I taught English to 100 students at Xi Dian Da Xue (university) in Xi'An China for somewhat less than a year.
It was 1988-89, and that June after I left was when students marched on Tiananmen Square. It was a riveting,
formative year. Everything about the experience was in equal measure challenging and rewarding. I had never
lived in a third world country before and it was fascinating and heartbreaking, exhilarating and stupefying
to see how completely differently life was lived in another part of the world. I could take nothing for granted
and as a result every minute of every day was interesting. I traveled a lot, made wonderful friends with my students,
learned a bit about teaching, and came to love China very much. I learned to speak and read a small amount of Chinese
and understood more about the culture, history and personal strengths of my students, who faced adversity every day as
part of their regular lives at university. We had no heat in the classrooms in winter, which meant I was teaching in
temperatures around 10 degrees (courtesy of the broken windows). Electricity shortages would last all weekend, and there
were water shortages (no hot water for showers for over a month); across the country there were coal and rice shortages.
There was dissatisfaction in the air and small strikes were staged at some of the local universities. My biggest
challenge was that I had been given almost no information about the students I was about to teach and therefore was
unable to prepare for the teaching the summer before I left. I ended up sometimes using materials I had brought with
me for my own entertainment (books and music, for example), and also developed strategies along the way in order to
bring some life into the dull textbooks they expected me to use.
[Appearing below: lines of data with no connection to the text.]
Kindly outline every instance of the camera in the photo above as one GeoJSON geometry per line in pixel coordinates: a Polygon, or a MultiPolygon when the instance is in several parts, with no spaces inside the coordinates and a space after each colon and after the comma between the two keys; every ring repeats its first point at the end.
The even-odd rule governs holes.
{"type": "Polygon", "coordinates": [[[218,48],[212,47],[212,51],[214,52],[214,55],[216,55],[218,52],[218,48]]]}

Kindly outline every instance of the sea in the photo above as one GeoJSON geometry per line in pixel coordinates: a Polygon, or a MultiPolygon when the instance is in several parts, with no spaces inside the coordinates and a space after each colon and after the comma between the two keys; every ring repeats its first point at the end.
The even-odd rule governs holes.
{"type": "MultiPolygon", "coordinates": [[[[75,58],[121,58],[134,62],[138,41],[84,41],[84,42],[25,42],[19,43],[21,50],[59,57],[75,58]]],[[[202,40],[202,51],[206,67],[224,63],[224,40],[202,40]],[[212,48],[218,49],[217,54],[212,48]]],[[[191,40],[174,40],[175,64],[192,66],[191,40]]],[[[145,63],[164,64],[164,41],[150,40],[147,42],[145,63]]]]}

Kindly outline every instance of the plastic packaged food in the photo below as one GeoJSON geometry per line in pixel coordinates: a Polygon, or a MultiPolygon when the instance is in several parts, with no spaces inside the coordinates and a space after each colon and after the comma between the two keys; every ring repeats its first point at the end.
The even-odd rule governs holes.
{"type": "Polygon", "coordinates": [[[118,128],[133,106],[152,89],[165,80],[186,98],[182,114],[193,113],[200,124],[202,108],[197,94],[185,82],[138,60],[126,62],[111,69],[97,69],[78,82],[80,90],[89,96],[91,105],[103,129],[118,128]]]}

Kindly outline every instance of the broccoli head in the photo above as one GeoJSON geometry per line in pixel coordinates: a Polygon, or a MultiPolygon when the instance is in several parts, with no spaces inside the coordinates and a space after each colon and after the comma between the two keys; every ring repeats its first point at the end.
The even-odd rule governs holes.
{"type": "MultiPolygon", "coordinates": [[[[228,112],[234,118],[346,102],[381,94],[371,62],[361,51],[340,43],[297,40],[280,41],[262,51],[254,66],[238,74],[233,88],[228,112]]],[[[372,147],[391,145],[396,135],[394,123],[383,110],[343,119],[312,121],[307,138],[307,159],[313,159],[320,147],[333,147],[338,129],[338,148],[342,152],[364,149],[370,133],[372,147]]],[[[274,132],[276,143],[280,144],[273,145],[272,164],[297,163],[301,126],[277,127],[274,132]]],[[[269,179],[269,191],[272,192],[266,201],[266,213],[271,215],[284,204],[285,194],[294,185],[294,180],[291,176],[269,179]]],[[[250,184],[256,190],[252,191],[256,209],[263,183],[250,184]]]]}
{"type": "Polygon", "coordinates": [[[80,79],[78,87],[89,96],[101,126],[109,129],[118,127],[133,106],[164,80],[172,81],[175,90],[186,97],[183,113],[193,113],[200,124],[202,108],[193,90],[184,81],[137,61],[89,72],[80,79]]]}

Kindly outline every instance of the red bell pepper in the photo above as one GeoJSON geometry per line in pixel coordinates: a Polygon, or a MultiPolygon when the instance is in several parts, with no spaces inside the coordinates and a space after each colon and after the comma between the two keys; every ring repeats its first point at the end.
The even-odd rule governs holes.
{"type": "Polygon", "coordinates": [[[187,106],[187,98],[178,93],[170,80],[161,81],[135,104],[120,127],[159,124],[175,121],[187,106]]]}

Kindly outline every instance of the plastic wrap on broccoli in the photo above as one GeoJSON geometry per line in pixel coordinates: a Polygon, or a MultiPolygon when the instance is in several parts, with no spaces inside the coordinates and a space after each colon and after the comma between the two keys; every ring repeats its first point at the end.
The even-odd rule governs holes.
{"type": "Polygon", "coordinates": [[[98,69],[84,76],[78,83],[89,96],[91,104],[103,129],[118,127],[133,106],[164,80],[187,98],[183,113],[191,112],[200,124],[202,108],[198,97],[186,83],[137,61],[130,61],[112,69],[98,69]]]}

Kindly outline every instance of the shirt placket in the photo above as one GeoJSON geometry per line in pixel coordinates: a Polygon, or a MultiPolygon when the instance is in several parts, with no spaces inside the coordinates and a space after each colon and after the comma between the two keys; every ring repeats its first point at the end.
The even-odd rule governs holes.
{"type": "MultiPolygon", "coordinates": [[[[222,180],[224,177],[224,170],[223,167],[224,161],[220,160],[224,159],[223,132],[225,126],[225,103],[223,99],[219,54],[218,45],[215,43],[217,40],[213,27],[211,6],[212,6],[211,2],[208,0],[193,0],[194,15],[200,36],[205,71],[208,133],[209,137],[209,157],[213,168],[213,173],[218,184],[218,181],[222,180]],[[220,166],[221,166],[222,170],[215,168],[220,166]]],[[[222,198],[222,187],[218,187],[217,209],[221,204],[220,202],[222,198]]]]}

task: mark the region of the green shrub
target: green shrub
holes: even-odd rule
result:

What things do you try to teach students about writing?
When I work with students on the subject of writing poetry, I try to get them to grasp the craftsmanship involved, as
well as the necessity of ingenuity and surprise. I try to share with them ways they can engineer the unusual and unexpected
into a line and into a perspective for the whole poem.
What are you working on now?
My last few years have not allotted me any free time or free mental space for writing poetry
(single motherhood and working full time). Very recently though I have taken steps to try to break
this spell and get back into writing. I am working on a series of poems based on fables.